Table of Contents

Class HardToEasyCurriculumStrategy<T>

Namespace
AiDotNet.KnowledgeDistillation.Strategies
Assembly
AiDotNet.dll

Curriculum distillation strategy that progresses from hard to easy samples.

public class HardToEasyCurriculumStrategy<T> : CurriculumDistillationStrategyBase<T>, IDistillationStrategy<T>, ICurriculumDistillationStrategy<T>

Type Parameters

T

The numeric type for calculations (e.g., double, float).

Inheritance
HardToEasyCurriculumStrategy<T>
Implements
Inherited Members

Remarks

For Beginners: Hard-to-easy curriculum is the opposite of traditional curriculum learning. It starts with challenging samples and gradually includes easier ones. This approach is useful for fine-tuning already-trained models or when the student has prior knowledge.

How It Works: 1. **Early Training** (progress 0.0-0.3): - Include only hard samples (difficulty ≥ 0.7) - Use low temperature (sharp targets, challenging) 2. **Mid Training** (progress 0.3-0.7): - Include hard and medium samples (difficulty ≥ 0.3) - Gradually increase temperature 3. **Late Training** (progress 0.7-1.0): - Include all samples (even easy ones) - Use high temperature (soft targets, exploratory)

Temperature Progression: Starts at MinTemperature (e.g., 2.0) and linearly increases to MaxTemperature (e.g., 5.0) as training progresses. This makes distillation progressively easier.

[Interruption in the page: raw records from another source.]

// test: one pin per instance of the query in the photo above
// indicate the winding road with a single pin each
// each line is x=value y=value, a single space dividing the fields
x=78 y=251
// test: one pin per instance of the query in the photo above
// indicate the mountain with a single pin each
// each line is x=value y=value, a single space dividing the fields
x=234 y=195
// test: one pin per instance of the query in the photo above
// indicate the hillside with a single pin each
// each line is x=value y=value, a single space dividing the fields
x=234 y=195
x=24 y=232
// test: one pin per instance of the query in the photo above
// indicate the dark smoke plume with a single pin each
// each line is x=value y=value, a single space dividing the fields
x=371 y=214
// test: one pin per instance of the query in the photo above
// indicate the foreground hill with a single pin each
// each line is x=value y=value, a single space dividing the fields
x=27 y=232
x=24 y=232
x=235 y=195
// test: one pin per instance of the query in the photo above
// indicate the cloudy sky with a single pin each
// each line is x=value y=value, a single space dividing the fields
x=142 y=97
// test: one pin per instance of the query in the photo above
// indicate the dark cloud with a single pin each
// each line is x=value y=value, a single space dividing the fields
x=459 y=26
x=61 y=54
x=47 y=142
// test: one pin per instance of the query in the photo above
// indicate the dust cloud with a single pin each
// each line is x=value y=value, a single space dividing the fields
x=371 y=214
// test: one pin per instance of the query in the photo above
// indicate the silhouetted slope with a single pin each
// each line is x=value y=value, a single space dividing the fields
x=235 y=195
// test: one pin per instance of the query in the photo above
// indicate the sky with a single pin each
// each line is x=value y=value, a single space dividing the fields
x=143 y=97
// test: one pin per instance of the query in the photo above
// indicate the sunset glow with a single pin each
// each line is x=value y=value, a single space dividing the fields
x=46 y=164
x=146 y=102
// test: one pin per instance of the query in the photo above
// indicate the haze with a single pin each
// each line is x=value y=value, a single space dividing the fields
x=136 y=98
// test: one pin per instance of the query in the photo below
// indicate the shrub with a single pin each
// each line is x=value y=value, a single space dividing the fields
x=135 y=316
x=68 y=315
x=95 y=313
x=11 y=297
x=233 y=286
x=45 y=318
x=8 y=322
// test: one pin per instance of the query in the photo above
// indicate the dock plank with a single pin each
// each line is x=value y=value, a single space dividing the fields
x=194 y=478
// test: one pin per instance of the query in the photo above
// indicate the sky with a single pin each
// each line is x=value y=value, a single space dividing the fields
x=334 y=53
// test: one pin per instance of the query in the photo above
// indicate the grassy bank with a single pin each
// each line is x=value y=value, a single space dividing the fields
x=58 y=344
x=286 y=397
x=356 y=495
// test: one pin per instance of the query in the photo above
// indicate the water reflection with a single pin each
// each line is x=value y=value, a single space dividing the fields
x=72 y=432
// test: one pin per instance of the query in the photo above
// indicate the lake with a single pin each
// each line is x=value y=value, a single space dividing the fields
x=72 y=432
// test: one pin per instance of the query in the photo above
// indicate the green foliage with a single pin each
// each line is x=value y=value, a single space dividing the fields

Sample Filtering: At progress P, only include samples with difficulty ≥ (1 - P). Example: At 50% progress, only samples with difficulty ≥ 0.5 are included.

Real-World Analogy: Training an advanced student: Start with challenging problems to identify gaps in knowledge, then fill in easier concepts they might have missed. Like a PhD student reviewing undergraduate material to strengthen foundations.

When to Use Hard-to-Easy: - **Fine-tuning**: Student already has base knowledge - **Transfer Learning**: Adapting pre-trained model to new domain - **Anti-forgetting**: Prevent model from forgetting hard concepts - **Expert Refinement**: Polish already-good student model - **Debugging**: Identify which hard samples student struggles with

Advantages: - Forces student to tackle challenges early - Identifies weaknesses quickly - Can improve performance on difficult edge cases - Prevents overfitting to easy samples

Disadvantages: - Can be unstable if student has no prior knowledge - May not converge well from random initialization - Harder to tune than easy-to-hard

References: - Krueger & Dayan (2009). Flexible shaping: How learning in small steps helps. - Kumar et al. (2010). Self-paced curriculum learning (discusses anti-curriculum).

Constructors

HardToEasyCurriculumStrategy(double, double, double, double, int, Dictionary<int, double>?)

Initializes a new instance of the HardToEasyCurriculumStrategy class.

public HardToEasyCurriculumStrategy(double baseTemperature = 3, double alpha = 0.3, double minTemperature = 2, double maxTemperature = 5, int totalSteps = 100, Dictionary<int, double>? sampleDifficulties = null)

Parameters

baseTemperature double

Base temperature for distillation (default: 3.0).

alpha double

Balance between hard and soft loss (default: 0.3).

minTemperature double

Starting temperature for hard samples (default: 2.0).

maxTemperature double

Ending temperature for easy samples (default: 5.0).

totalSteps int

Total training steps/epochs (default: 100).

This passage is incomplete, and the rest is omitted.